Can you get a price adjustment for adding the paid sick leave Executive Order to an existing contract?
Contracts resulting from federal government solicitations issued on or after Jan. 1, 2017, and contracts awarded outside the solicitation process on or after Jan. 1, 2017 (collectively, “new contracts”) may be subject to the federal sick leave Executive Order (“EO”) 13706. As for the federal contracts without the federal sick leave EO clauses, that is a complex issue. The sick leave requirements are being phased into new contract awards, extension of contracts, cardinal changes, and where the agency just decide to modify the contract. But existing multiyear contracts awarded prior to Jan. 1, 2017 are grandfathered out of the sick leave EO requirement. Accordingly, we have a few years for those multi-year contracts to run their course, and not every option exercise will trigger a new sick leave EO requirement.
But even for noncovered contracts, contractors need to vigilantly monitor contract modifications. The sick leave EO encourages contracting officers to include the clause even in otherwise noncovered contracts. As a result, a contracting officer may try to slip the EO sick leave requirements into the contract option year renewal surreptitiously in a modification.
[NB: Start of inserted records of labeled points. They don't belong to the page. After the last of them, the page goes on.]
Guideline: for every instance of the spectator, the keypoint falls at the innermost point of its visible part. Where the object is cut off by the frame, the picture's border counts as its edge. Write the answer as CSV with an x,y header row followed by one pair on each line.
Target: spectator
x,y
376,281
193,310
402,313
If that happens, the contractor should object, and refuse to sign any bilateral modification which may waive its rights. Where the sick leave EO is added to an option year exercise, the contractor needs to notify the government this is a change to the contract and submit a price adjustment request for the extra sick leave costs that will be incurred. That price adjust should be a full equitable adjustment, including overhead, G&A and profit.
Accordingly, it makes sense for contractors to train their in-house contract administration staff (both prime and subcontract) to spot these kinds of issues. They need an understanding of the sick leave EO requirements. As do your contract “capture team” who prepare cost proposals in responses to government solicitations, task orders and modifications. Don’t get trapped into thinking this is just an Human Resources (“HR”) or fringe benefit issue.